Vogue on: Elsa Schiaparelli
|Series:||Vogue on Designers|
Shocking, witty and eccentric, the designs of Elsa Schiaparelli are among the most innovative and influential in the history of fashion. Black gloves with golden fingernails, buttons shaped like lips, trompe l'oeil images, brightly coloured zips and perfume bottles in the shape of a torso would not be out of place in fashion today, but they were created by Schiaparelli in the 1930s. A true original, she collaborated with artists such as Salvador Dali and Man Ray, pioneered the runway show and designed costumes for film-stars from Mae West to Marlene Dietrich. She used film and stage as a publicity vehicle for her label, and her advertising graphics were far ahead of their time. Through the photographs and illustrations of Vogue that championed Schiaparelli from the first picture of her revolutionary Bow-knot sweater in 1927 to the Surrealist Tears dress and Shoe hat of the late 1930s, Elsa Schiaparelli presents the enduring legacy of this daring and visionary designer. Vogue, the international fashion bible, has charted the careers of designers through the decades. Its unique archive of photographs, taken by the leading photographers of the day from Cecil Beaton to Mario Testino, and original illustrations, together with its stable of highly respected fashion writers, make Vogue the most authoritative and prestigious source of reference on fashion. With a circulation of over 160,000 and a readership of over 1,400,000, no brand is better positioned to present a library on the great fashion designers of the modern age.

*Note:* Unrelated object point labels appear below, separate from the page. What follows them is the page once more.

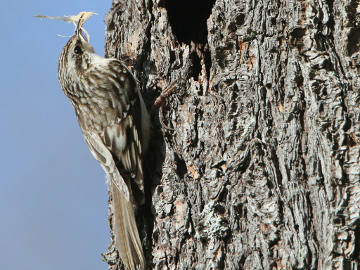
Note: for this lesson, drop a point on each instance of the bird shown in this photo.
(116, 126)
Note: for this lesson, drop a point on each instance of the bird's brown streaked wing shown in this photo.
(105, 158)
(123, 140)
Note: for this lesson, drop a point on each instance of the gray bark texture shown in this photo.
(254, 162)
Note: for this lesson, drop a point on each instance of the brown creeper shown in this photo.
(115, 124)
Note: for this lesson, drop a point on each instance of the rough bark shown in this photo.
(255, 157)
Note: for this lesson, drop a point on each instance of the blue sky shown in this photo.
(53, 196)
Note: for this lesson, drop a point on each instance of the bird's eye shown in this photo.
(78, 50)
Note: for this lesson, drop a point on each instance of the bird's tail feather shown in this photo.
(127, 238)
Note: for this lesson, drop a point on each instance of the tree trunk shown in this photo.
(254, 162)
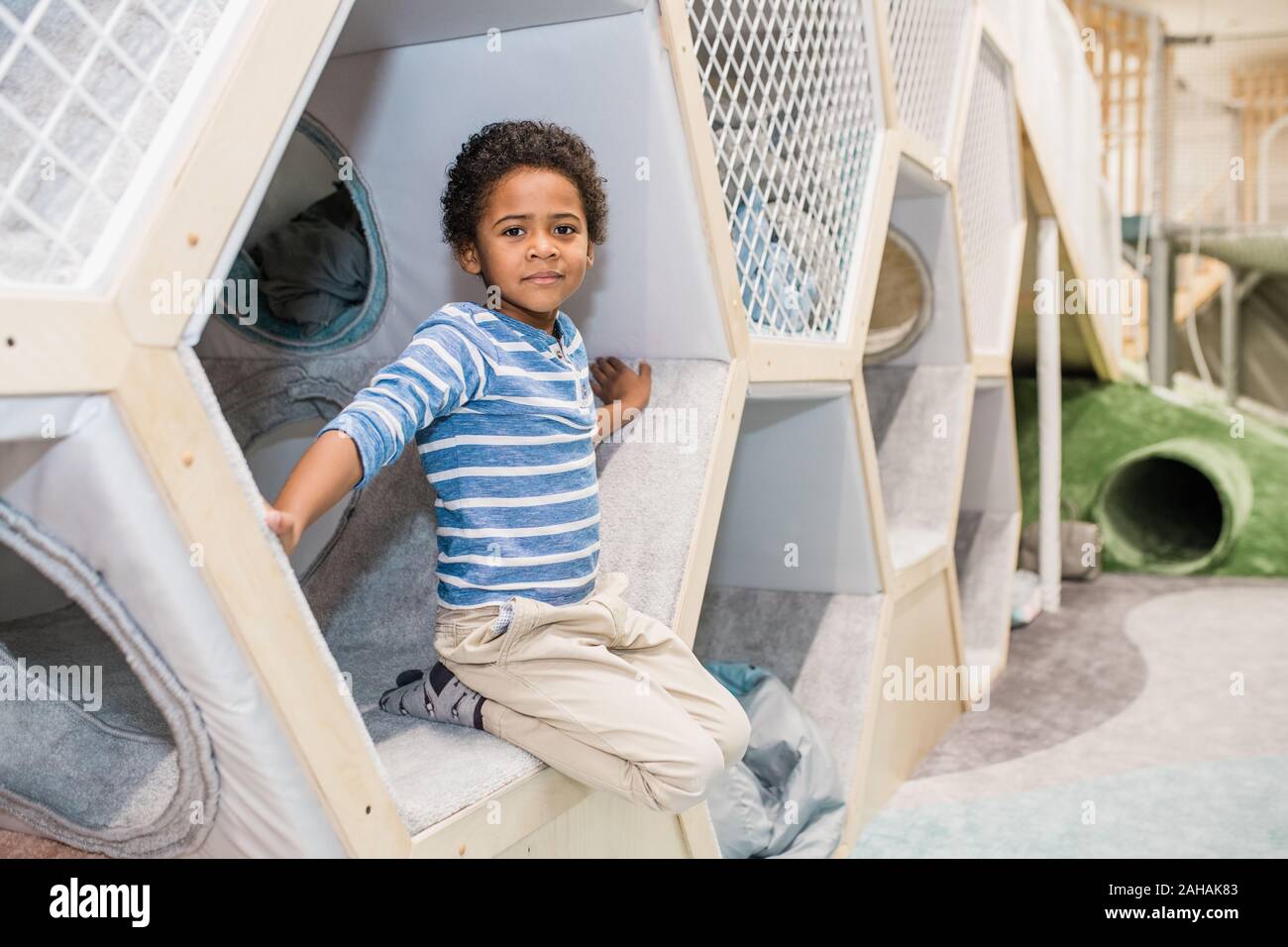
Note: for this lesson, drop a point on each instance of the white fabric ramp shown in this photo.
(918, 424)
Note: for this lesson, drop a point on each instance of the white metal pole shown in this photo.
(1048, 308)
(1231, 341)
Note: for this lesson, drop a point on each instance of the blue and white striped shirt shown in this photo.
(503, 420)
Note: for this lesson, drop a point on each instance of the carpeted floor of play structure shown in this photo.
(1117, 731)
(1113, 732)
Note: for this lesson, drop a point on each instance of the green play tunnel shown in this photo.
(1176, 506)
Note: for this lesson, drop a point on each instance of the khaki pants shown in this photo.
(600, 692)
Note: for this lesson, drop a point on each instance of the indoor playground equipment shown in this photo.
(800, 495)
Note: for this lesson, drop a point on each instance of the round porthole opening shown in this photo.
(903, 302)
(310, 274)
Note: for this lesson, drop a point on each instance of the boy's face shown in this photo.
(532, 226)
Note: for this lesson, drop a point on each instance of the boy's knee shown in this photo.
(733, 735)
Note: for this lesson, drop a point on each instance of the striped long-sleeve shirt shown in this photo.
(503, 420)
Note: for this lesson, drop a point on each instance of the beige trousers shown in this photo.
(600, 692)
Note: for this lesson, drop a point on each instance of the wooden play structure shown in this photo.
(781, 176)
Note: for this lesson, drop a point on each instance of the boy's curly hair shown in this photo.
(500, 147)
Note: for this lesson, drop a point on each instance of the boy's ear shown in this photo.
(469, 260)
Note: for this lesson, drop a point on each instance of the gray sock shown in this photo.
(436, 696)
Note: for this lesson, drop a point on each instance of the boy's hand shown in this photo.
(614, 380)
(284, 525)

Judith Watt is a fashion historian, writer and broadcaster. She is Course Director of the Fashion Journalism MA at Kingston University and teaches the history of dress on the Fashion Communication and Promotion BA at Central Saint Martins College of Art and Design. She is the Editor of the Penguin History of 20th Century Fashion Writing and author of Ossie Clarke: 1965 - 1974 and Dogs in Vogue.